India is a multicultural and multi-lingual country and in many cultures in India, which are predominantly Hindu, the son-in-law is addressed as “Jamai” and is often called as “Jamai Raja” which when translated means that the son-in-law is a king.
In fact, many years ago, a Bollywood movie was also released named as “Jamai Raja”. This article is inspired by that movie. The crux of the story of the movie is the constant struggle between the son-in-law (the hero of the movie) and his mother-in-law (the villain of the movie) which appears to be a very commonplace theme.
However, in this movie, the mother-in-law is a very vicious, greedy, manipulative, egoistic and arrogant woman who constantly tries to not only harm her son-in-law, who is a poor honest person with firm values, but also tries her level best to break the marriage of her daughter by demonizing the son-in-law and makes several attempts to trap him in false cases and also makes an attempt on his life.
The mother-in-law has also deserted her own husband. He could not bear her torture and led a life of solitude, away from his children, who grow up in a fatherless family, being raised by a single, abusive and feminist mother. The son-in-law traces the father and brings him back to the family. As the story progresses, he also unites the entire family and breaks the ego of his mother-in-law.
However, what’s important here to understand is that in the entire movie, the son-in-law undergoes so much of torture and harassment at the hands of his mother-in-law, risking his entire life and career that it really makes me think – Is the Jamai really a Raja?
The nature of abuse that is shown in the movie, though there are a lot of comic undertones to the presentation in the movie, is not unreal though. For many men, marriage is tumultuous and they mostly suffer at the hands of the mother-in-law who constantly attempts to prove her son-in-law wrong and keeps on instigating her daughter against the son-in-law.
Given, the huge number of men who suffer silently in their marriages, the abuse of son-in-law shown in this particular movie resonates with their wrath and espouses their concerns. The son-in-law takes up so much of responsibility in the movie, both for his family and his in-laws family, that it perfectly reflects the condition of Indian Jamai Raja’s who are often burdened with the responsibilities of extended families from both sides and they keep on taking the pressure upon themselves.
Let us now have an alternative view of the world. Imagine a story wherein a mother-in-law is out to abuse the daughter-in-law and is constantly making attempts to break her son’s marriage. First of all, such a movie would never be a comedy movie. Secondly, the son would be the prime target of abuse in this case as he would be expected to balance his wife and mother.

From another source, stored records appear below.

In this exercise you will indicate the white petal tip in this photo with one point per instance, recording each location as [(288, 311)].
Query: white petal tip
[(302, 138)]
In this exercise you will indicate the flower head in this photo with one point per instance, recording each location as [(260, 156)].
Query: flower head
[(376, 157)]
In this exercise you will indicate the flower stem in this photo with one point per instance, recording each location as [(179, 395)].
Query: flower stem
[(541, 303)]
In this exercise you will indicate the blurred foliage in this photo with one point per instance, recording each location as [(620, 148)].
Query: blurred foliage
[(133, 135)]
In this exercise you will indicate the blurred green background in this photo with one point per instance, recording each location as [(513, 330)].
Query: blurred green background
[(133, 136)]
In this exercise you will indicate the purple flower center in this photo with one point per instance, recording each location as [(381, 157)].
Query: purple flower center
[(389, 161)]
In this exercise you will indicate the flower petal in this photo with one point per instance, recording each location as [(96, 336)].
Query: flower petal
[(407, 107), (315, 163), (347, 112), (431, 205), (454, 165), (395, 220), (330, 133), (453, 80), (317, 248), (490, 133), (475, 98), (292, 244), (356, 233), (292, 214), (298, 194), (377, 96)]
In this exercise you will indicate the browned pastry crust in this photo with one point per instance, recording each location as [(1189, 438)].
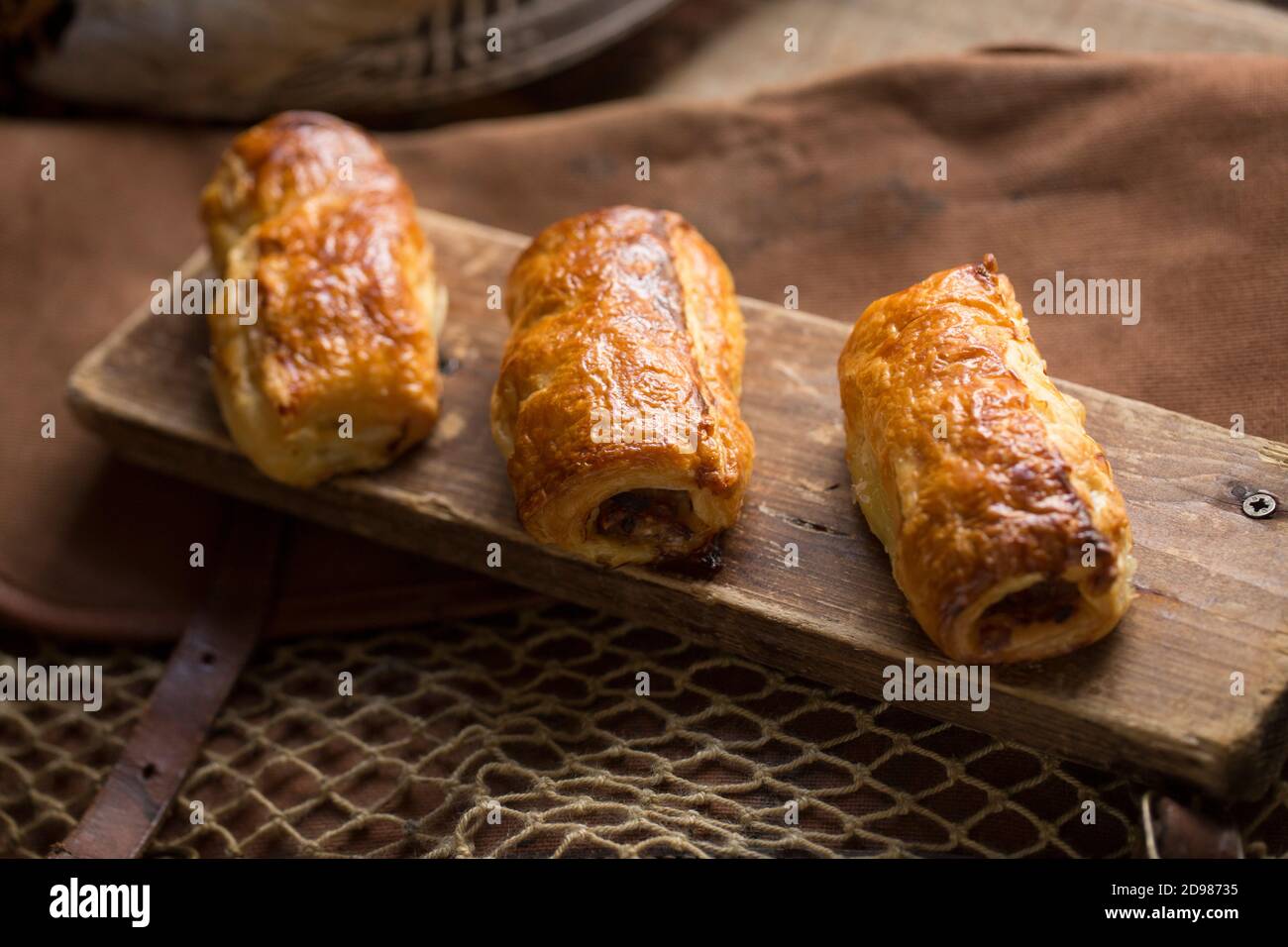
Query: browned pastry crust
[(1000, 513), (617, 402), (348, 304)]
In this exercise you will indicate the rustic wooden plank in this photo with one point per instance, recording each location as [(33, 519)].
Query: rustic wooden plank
[(1154, 697)]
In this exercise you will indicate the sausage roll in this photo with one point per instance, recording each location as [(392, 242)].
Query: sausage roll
[(999, 512), (339, 368), (617, 402)]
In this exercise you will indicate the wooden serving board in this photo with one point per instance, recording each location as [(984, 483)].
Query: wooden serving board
[(1151, 698)]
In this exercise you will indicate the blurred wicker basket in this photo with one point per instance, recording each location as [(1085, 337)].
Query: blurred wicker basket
[(361, 59)]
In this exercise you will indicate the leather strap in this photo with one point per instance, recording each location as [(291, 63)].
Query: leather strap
[(1176, 831), (197, 681)]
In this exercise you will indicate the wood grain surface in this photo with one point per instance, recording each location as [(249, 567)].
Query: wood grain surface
[(1151, 698)]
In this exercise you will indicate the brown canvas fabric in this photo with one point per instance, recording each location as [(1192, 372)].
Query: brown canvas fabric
[(1094, 165)]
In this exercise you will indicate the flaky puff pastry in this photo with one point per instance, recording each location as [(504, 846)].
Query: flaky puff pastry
[(348, 303), (1000, 513), (617, 402)]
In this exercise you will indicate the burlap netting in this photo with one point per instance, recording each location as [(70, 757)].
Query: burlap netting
[(533, 716)]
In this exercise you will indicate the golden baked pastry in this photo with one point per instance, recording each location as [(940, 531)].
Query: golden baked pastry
[(999, 512), (617, 402), (348, 304)]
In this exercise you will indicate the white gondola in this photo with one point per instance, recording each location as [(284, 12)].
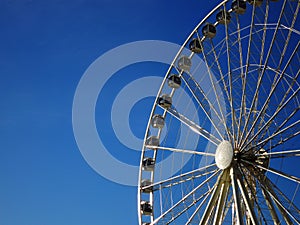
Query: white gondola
[(209, 30), (148, 164), (146, 186), (152, 141), (146, 208), (223, 17), (158, 121), (238, 6), (165, 101), (195, 45), (174, 81), (184, 63)]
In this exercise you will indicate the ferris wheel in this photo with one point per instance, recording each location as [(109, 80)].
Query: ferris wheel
[(222, 145)]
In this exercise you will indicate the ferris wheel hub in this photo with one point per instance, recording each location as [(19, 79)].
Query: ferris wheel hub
[(224, 155)]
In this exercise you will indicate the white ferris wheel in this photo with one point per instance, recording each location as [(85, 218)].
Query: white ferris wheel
[(222, 145)]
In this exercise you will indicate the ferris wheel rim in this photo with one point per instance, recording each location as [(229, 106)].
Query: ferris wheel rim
[(230, 173)]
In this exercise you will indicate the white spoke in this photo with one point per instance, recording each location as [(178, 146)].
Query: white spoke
[(255, 97), (194, 127), (279, 173), (201, 104), (184, 198), (185, 177), (281, 154)]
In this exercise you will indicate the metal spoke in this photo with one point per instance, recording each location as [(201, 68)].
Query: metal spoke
[(184, 198), (199, 206), (236, 197), (255, 97), (282, 154), (280, 132), (223, 120), (204, 196), (194, 127), (267, 187), (185, 177), (201, 104), (210, 205), (276, 81), (274, 171), (271, 119), (180, 150)]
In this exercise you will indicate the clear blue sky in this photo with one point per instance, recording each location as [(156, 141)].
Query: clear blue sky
[(45, 47)]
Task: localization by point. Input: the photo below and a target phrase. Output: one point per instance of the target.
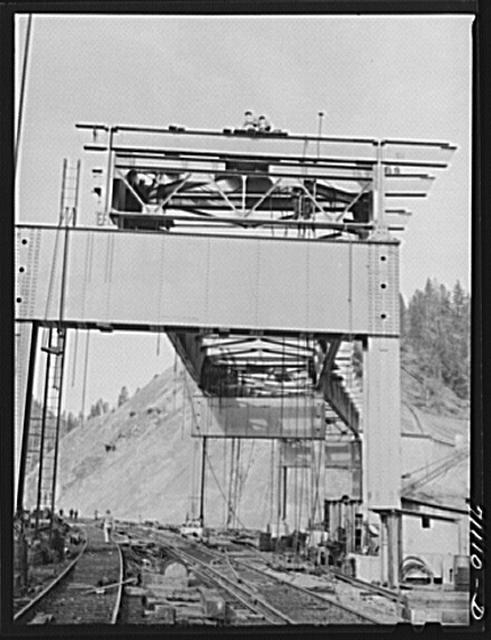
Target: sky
(380, 76)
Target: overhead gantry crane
(262, 256)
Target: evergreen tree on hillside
(436, 327)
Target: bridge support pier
(381, 448)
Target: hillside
(140, 460)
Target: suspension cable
(22, 91)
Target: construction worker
(263, 124)
(108, 526)
(250, 121)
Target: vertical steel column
(382, 424)
(381, 446)
(285, 481)
(202, 491)
(109, 172)
(392, 548)
(27, 418)
(57, 432)
(378, 189)
(399, 549)
(383, 548)
(43, 431)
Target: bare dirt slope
(141, 461)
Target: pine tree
(123, 396)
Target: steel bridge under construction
(270, 262)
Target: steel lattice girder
(152, 280)
(267, 417)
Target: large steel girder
(177, 281)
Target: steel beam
(337, 396)
(204, 281)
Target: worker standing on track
(108, 526)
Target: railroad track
(277, 601)
(88, 591)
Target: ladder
(45, 430)
(43, 437)
(70, 182)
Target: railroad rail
(278, 601)
(89, 590)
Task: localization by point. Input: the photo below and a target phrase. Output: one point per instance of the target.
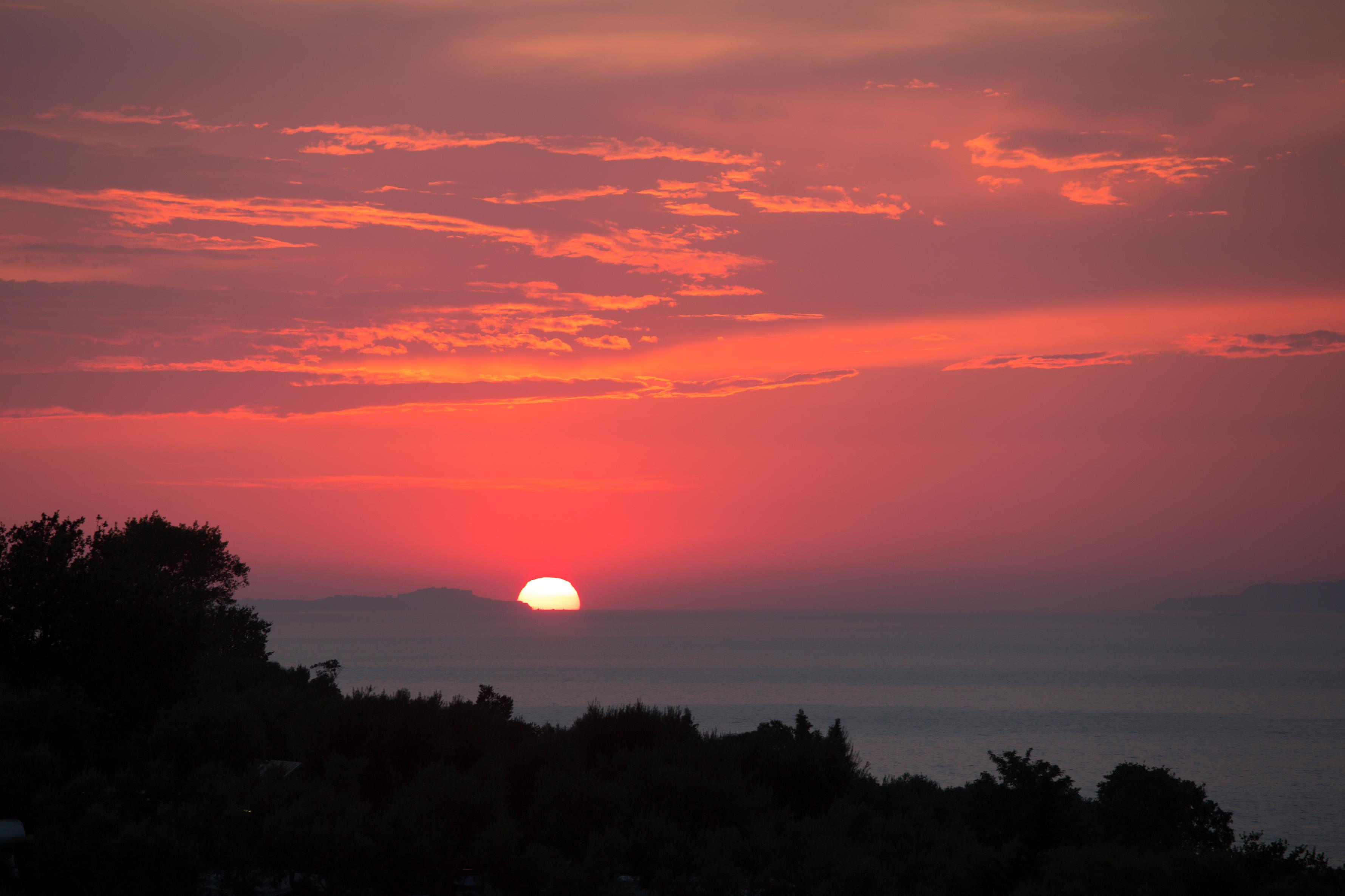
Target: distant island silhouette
(1270, 598)
(432, 599)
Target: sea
(1253, 707)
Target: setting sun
(551, 594)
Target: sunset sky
(700, 304)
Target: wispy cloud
(996, 185)
(760, 318)
(360, 141)
(1086, 196)
(738, 385)
(1005, 151)
(616, 343)
(546, 291)
(555, 196)
(1044, 362)
(142, 115)
(646, 251)
(828, 201)
(717, 291)
(1265, 346)
(697, 210)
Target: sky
(961, 304)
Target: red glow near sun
(549, 594)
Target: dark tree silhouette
(1152, 809)
(128, 610)
(142, 724)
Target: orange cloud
(738, 385)
(717, 291)
(830, 201)
(152, 241)
(139, 115)
(604, 342)
(759, 318)
(638, 249)
(1086, 196)
(123, 115)
(555, 196)
(1044, 362)
(989, 151)
(1265, 346)
(996, 185)
(358, 141)
(546, 291)
(697, 210)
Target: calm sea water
(1251, 706)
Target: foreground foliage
(152, 774)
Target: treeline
(149, 745)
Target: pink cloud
(1317, 342)
(555, 196)
(697, 210)
(360, 141)
(638, 249)
(140, 115)
(616, 343)
(1043, 362)
(1086, 196)
(123, 115)
(759, 318)
(545, 291)
(717, 291)
(829, 201)
(736, 385)
(989, 151)
(996, 185)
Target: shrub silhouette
(138, 712)
(1152, 809)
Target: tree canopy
(151, 747)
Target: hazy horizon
(927, 304)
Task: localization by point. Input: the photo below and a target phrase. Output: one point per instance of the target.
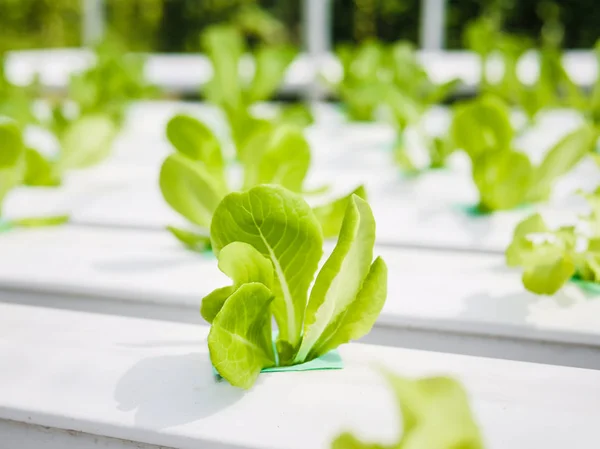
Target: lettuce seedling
(390, 77)
(435, 413)
(504, 177)
(225, 46)
(550, 257)
(269, 242)
(88, 120)
(17, 166)
(193, 180)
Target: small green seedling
(435, 414)
(550, 257)
(269, 242)
(504, 177)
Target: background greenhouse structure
(292, 224)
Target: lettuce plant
(504, 177)
(16, 168)
(269, 242)
(194, 180)
(550, 257)
(435, 414)
(387, 76)
(224, 45)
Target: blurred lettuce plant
(235, 92)
(506, 178)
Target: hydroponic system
(359, 249)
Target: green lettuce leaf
(271, 64)
(190, 189)
(39, 170)
(358, 319)
(521, 247)
(283, 228)
(570, 150)
(192, 138)
(435, 414)
(331, 215)
(224, 47)
(239, 340)
(342, 275)
(269, 236)
(243, 264)
(503, 179)
(481, 126)
(280, 156)
(551, 257)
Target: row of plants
(266, 237)
(82, 124)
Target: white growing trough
(123, 383)
(438, 300)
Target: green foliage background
(173, 25)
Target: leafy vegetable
(225, 46)
(88, 120)
(504, 177)
(435, 414)
(269, 242)
(17, 166)
(194, 179)
(552, 257)
(377, 76)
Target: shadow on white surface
(141, 265)
(173, 390)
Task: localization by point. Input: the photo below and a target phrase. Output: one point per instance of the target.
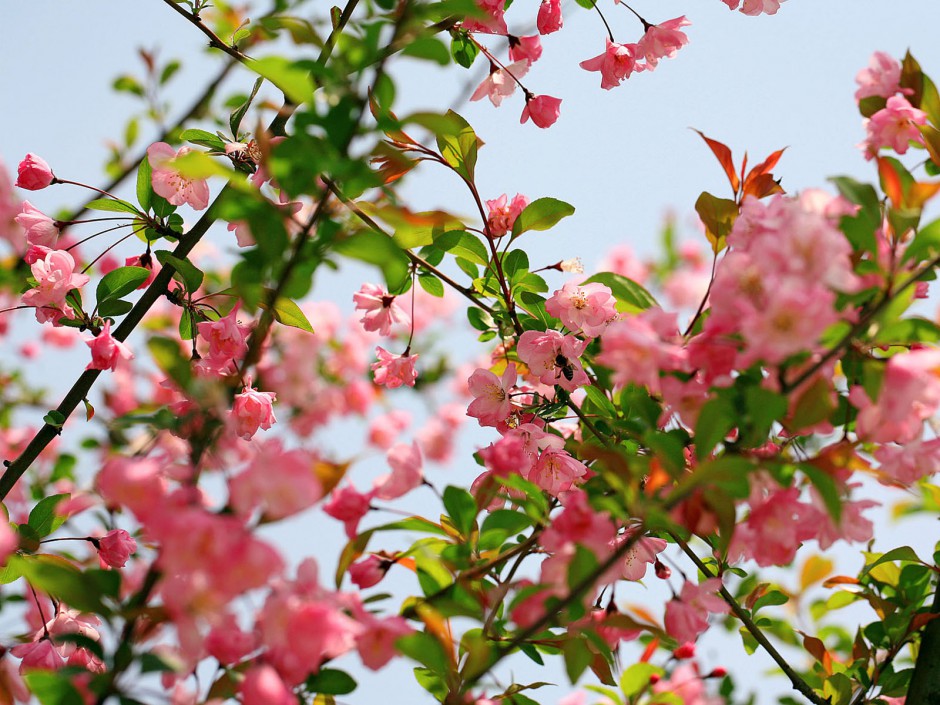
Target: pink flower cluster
(895, 125)
(619, 61)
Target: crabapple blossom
(169, 183)
(393, 371)
(252, 410)
(662, 41)
(584, 308)
(501, 82)
(34, 173)
(106, 350)
(491, 404)
(55, 277)
(543, 109)
(553, 358)
(687, 615)
(406, 463)
(40, 229)
(881, 78)
(502, 213)
(382, 311)
(615, 64)
(894, 126)
(115, 547)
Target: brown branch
(795, 679)
(214, 41)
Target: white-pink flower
(106, 350)
(169, 183)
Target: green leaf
(330, 681)
(295, 82)
(715, 420)
(82, 590)
(235, 120)
(462, 244)
(375, 248)
(463, 49)
(901, 553)
(541, 214)
(718, 216)
(53, 688)
(631, 297)
(426, 650)
(112, 205)
(120, 282)
(43, 519)
(288, 313)
(114, 307)
(431, 284)
(204, 139)
(461, 507)
(144, 184)
(637, 678)
(189, 275)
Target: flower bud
(34, 174)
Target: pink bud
(115, 547)
(34, 174)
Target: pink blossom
(641, 554)
(501, 82)
(381, 309)
(776, 527)
(263, 686)
(556, 471)
(491, 404)
(687, 615)
(376, 642)
(502, 214)
(280, 483)
(639, 348)
(348, 505)
(252, 410)
(687, 685)
(543, 109)
(549, 18)
(881, 78)
(115, 547)
(40, 228)
(385, 428)
(169, 183)
(662, 41)
(894, 127)
(616, 64)
(33, 173)
(585, 308)
(406, 463)
(908, 463)
(553, 358)
(55, 277)
(106, 350)
(393, 371)
(228, 643)
(525, 48)
(755, 7)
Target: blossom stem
(795, 679)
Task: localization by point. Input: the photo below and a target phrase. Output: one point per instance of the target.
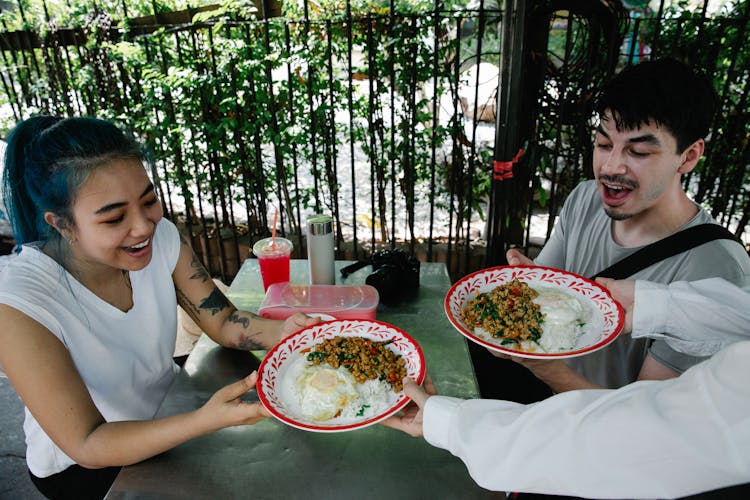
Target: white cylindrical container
(320, 250)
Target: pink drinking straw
(273, 229)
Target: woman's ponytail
(23, 213)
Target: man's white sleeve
(697, 318)
(650, 439)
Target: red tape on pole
(502, 170)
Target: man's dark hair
(665, 92)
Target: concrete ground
(14, 477)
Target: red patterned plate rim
(283, 352)
(609, 311)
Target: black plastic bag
(395, 275)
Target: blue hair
(47, 160)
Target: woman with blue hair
(89, 308)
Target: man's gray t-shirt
(582, 243)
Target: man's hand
(516, 258)
(410, 419)
(623, 291)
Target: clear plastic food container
(327, 301)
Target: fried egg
(324, 392)
(564, 316)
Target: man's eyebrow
(645, 138)
(116, 205)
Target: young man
(653, 118)
(651, 439)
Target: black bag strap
(674, 244)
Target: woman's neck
(106, 282)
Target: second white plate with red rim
(607, 315)
(274, 377)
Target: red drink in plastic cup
(273, 259)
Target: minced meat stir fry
(507, 312)
(366, 359)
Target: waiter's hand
(623, 291)
(410, 419)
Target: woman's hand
(295, 323)
(623, 291)
(226, 409)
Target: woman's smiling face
(115, 215)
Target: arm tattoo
(249, 344)
(187, 305)
(215, 302)
(199, 272)
(246, 339)
(236, 318)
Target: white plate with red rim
(605, 324)
(274, 372)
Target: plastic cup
(273, 259)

However, in this particular movie – Jamai Raja – the daughter never faces any problem at all; in fact, the son-in-law ensures that his fight with mother-in-law doesn’t affect his wife adversely. Hence, we see that in both the cases, it’s the husband who is expected to maintain balance and is supposed to protect his wife.
It’s this forced protector role on men, which is the root cause of abuse of men and also a major reason why crime happens. And this social pressure also explains the huge numbers of married men committing suicide in India. Every year ~ 64000 married men are committing suicides in India which brings the tally to one every 8.5 minutes!
And, yet, as a society, we are indifferent to abuse of men in marriages. As a society, we enjoy movies like “Jamai Raja” as mass entertainers, which in reality depict the despicable condition of Indian men in marriages and how much stress a man goes through, just so that his marriage keeps working and how much of risk he needs to take, even endangering his life.
And even after, doing all this, all he gets in return is – abuse, blame, complaints, male hatred, anti-male laws and a stressful life.
So much for being a Jamai (a son-in-law), he is burdened more than the son of the family and is an unsung hero who suffers silently for the sake of his family.
Is he really a Raja (King) who just enjoys power without responsibility and has a pool of disposable males at his disposal for obeying his orders?
Whereas, our revered Jamai has a pool of expecting relatives who shower him with orders and the poor soul, soulfully obliges.
The phrase “Jamai Raja” is like an oxymoron and is another attempt to create an illusion that it is a respectable position so that men keep marrying and keep working for the family and the society. The gravity of the gynocentrism with which this phrase is used to deny personal space to married men is only condemnable at best.
The Jamai is not a Raja. And somebody with the mentality of a Raja can never become a Jamai. I guess, its time, we revisit our social notions and do away with such concepts as “Jamai Raja”.